Rwanda's Cultural Beliefs
Recently the Long-horned Traditional cows, known in Kinyarwanda as “Inyambo” were also introduced because of the fact that cows form an integral part of Rwandan Culture. The cattle are also valued for maintenance of the Rwandan cultural heritage which includes use as dowry and gifts in marriage ceremonies and paying fines for various cultural offences. In Rwanda marriage is considered the most basic social institution and the pressure to marry and have children is quite high. Most couples today have the leverage to select their own mates unlike in the past though family approval is still expected. Christianity has become a central part of the country with over two thirds of Rwandans Christians, mainly Catholic although smaller evangelical churches are getting popular of late.
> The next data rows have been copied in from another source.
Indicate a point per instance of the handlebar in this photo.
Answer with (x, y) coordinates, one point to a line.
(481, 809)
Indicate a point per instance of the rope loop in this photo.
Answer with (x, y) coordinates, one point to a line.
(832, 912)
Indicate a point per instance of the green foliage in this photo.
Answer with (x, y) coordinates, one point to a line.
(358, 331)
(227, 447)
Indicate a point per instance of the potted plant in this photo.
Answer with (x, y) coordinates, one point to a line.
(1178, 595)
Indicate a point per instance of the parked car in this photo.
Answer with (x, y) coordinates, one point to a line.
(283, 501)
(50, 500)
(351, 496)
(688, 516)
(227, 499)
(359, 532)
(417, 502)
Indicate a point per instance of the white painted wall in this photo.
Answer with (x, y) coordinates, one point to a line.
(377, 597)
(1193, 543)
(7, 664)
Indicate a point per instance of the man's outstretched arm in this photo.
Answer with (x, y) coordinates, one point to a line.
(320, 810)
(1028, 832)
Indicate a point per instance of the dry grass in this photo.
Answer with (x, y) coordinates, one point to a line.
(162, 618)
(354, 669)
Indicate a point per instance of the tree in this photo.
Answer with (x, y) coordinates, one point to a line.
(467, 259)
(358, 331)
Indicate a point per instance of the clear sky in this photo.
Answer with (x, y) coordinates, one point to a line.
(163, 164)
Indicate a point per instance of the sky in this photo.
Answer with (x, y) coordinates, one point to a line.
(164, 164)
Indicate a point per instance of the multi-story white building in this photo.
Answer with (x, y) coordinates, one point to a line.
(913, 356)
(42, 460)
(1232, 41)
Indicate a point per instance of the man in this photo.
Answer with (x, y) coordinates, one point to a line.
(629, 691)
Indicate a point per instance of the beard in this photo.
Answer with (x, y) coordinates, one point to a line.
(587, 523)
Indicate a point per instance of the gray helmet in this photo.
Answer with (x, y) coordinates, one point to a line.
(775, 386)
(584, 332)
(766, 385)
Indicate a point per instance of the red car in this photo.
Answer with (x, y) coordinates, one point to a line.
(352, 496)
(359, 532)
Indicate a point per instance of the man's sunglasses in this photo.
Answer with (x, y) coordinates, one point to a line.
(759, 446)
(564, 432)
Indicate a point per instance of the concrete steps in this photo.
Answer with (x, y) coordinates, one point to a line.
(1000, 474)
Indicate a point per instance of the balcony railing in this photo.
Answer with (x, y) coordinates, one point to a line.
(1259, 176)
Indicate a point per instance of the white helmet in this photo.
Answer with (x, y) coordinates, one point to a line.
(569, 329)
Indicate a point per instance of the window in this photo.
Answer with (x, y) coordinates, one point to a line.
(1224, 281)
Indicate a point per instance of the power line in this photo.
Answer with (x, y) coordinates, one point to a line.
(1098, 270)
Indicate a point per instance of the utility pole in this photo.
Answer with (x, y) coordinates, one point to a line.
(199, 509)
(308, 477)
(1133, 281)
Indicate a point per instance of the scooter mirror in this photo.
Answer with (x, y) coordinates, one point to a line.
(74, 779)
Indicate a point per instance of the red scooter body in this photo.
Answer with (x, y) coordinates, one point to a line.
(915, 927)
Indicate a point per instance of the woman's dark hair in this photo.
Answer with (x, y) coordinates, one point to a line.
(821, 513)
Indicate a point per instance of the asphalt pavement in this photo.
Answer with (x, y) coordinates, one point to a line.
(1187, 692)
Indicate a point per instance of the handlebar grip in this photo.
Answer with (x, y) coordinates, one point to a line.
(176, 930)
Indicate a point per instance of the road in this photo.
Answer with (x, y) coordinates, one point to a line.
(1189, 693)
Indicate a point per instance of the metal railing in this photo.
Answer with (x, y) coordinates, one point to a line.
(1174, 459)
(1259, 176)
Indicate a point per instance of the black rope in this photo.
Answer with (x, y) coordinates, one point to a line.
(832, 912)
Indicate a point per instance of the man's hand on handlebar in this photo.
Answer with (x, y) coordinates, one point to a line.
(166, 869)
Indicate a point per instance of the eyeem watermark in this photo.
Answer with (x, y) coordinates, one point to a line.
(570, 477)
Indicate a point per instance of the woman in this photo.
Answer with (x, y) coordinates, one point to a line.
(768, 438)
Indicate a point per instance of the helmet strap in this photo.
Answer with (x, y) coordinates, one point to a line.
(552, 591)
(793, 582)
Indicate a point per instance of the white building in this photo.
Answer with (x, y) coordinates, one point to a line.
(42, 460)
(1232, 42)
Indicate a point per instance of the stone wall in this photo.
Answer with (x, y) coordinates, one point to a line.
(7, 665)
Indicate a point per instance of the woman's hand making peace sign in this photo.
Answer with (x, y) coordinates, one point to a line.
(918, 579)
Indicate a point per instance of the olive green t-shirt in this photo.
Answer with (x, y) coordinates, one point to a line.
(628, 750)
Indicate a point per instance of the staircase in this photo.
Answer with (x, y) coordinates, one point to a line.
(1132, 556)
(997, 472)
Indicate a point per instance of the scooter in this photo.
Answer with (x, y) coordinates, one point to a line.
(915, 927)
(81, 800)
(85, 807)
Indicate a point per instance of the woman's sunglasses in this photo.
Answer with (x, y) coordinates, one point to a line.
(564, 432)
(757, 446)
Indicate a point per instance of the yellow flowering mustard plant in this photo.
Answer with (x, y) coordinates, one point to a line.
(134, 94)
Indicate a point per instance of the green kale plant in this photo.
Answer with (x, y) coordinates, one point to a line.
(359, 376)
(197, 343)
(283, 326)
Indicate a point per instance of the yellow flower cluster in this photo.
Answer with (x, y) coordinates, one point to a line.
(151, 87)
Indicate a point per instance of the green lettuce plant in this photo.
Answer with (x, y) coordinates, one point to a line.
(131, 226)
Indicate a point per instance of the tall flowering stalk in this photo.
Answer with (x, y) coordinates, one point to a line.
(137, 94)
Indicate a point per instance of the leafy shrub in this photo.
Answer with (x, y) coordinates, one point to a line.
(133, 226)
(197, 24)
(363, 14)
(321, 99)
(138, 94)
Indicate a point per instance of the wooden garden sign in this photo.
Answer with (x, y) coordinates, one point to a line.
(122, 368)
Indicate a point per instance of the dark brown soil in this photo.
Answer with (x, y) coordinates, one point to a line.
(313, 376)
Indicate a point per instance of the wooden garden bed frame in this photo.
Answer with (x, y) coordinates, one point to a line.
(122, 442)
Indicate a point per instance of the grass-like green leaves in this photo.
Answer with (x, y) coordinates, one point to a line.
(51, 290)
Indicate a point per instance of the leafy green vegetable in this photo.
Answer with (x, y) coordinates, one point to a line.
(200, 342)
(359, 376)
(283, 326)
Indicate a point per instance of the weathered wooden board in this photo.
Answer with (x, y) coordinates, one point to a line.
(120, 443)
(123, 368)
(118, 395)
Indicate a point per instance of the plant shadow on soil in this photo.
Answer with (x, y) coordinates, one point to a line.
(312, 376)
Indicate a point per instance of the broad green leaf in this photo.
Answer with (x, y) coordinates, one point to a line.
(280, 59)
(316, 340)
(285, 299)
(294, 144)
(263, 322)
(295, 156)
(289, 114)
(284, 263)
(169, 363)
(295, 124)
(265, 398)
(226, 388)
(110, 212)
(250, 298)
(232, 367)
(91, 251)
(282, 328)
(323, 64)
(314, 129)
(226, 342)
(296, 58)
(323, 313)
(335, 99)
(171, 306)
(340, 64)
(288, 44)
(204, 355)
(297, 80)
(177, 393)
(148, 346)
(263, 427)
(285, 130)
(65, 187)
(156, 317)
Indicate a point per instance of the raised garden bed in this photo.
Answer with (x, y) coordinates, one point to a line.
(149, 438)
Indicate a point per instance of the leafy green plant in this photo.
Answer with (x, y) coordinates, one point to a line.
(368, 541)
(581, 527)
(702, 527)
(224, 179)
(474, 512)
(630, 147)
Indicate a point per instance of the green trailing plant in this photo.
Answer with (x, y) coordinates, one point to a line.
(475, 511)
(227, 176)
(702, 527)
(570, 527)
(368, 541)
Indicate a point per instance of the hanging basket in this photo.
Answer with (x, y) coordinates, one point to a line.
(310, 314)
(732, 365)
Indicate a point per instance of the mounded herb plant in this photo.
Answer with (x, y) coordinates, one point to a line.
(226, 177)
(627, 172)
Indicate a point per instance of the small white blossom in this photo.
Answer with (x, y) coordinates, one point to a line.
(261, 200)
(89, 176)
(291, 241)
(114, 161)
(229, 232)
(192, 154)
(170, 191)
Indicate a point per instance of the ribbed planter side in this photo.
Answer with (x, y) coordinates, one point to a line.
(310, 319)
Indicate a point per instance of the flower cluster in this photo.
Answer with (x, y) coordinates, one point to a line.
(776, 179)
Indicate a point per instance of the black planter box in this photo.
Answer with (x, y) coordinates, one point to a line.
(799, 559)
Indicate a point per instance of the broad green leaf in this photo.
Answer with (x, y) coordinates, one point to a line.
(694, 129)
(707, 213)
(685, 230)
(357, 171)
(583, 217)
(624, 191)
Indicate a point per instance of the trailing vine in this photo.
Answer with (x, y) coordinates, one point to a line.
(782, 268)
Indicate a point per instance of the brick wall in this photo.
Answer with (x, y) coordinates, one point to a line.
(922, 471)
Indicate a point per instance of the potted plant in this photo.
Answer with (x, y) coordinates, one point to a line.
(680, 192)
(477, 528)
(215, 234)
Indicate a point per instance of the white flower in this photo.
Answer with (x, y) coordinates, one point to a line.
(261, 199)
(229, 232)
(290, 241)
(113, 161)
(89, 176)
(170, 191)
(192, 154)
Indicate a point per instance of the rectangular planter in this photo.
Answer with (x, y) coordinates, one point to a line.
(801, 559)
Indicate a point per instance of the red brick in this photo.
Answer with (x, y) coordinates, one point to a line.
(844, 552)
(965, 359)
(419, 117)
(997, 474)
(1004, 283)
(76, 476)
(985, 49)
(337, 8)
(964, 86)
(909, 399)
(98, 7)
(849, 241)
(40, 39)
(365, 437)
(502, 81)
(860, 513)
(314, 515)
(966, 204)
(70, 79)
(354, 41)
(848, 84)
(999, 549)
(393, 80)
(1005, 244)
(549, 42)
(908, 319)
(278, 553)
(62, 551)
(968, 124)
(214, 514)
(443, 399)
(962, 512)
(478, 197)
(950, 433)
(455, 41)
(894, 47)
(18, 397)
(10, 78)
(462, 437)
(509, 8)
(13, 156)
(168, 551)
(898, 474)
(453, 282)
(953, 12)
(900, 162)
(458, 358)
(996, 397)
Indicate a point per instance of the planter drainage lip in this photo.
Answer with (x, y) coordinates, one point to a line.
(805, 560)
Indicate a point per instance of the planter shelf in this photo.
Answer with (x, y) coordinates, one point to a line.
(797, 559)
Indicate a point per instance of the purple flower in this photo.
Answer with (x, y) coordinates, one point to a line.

Rwanda's Traditional Dance
Rwanda’s Traditional Dance is an integral part of Rwandan ceremonies, social gatherings, festivals and storytelling. Celebratory dances are usually accompanied by an ‘orchestra’ of drums and nine energetic men who enthusiastically provide the beat. ‘Intore’ as it is famously known is the most famous traditional dance down here and it consists of 3 components that are highly choreographed namely; the dance of heroes which is done by men, ballet done by women and the drums. Drums have immense importance and drummers usually play in groups of seven or nine. A set of drums is usually made up of the smallest drum which is a soprano, two baritones, a tenor, an alto, two bass as well as two double bass which are the largest drums.
Rwandan Official language is “Kinyarwanda“; the language spoken by all Rwandans as their mother tongue but almost every Rwandan speaks a little of one wider language mainly French, English and Swahili. When dealing with their main trading partners in East Africa, Rwandans make use of English and Swahili. Well educated individuals however often speak fluent French and many migrants who returned home after the genocide from Kenya, Uganda, Tanzania or the USA tend to speak English more. Rwandans are very pleased when visitors try to speak their mother tongue (Kinyarwanda). Speaking a few words like ‘amakuru’ (how are you) or ‘Muraho’ (good day) gets them excited.